How do cooling towels work?
The instructions on any cooling towel tell you to soak it in water, ring out the excess liquid and snap or shake it a few times (to circulate air throughout) before applying it to your skin. The underlying principle behind how cooling towels work from there has to do with water’s ability to “conduct heat really well,” according to Gopinath.
Gopinath also told us the moisture in the towel’s fabric absorbs heat off your skin and conducts it away from your body into the surrounding air through evaporation — hence the name “evaporative cooling towels.” This results in the skin and body temperature decreasing, effectively cooling the body. “This is the same principle of what happens when we sweat,” Gopinath said. “The evaporating sweat helps to cool the overheated body.”

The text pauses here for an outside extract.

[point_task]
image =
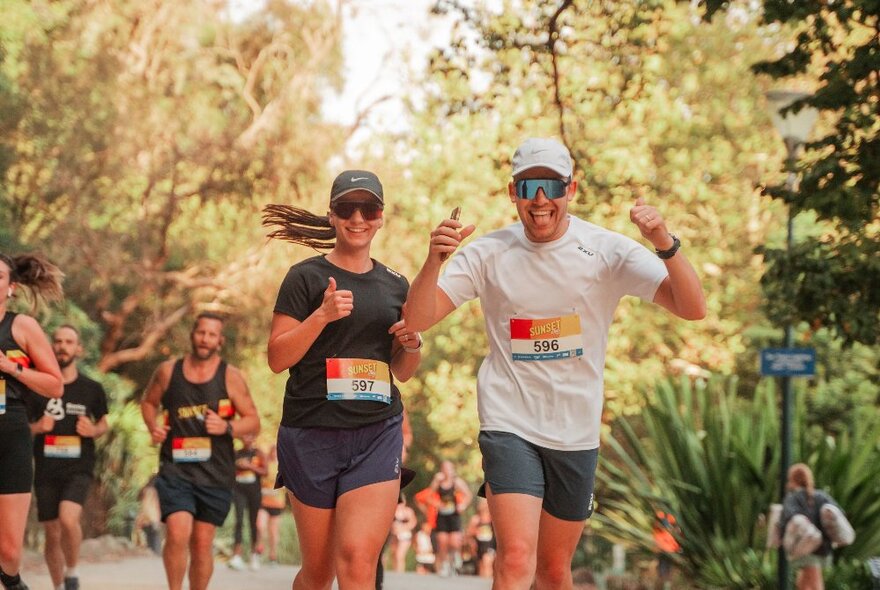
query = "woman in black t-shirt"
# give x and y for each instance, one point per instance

The method by which cooling towels aim to decrease body temperature is effective, physiologically speaking, said Dr. Daniel V. Vigil, a sports medicine specialist and health sciences clinical professor at UCLA’s David Geffen School of Medicine. He noted that specific areas on your body more favorably dissipate heat, notably the armpits, groin area and behind your neck. “These are places where you have big blood vessels that carry lots of hot blood,” said Vigil. “That’s the best place to put the cold towel.”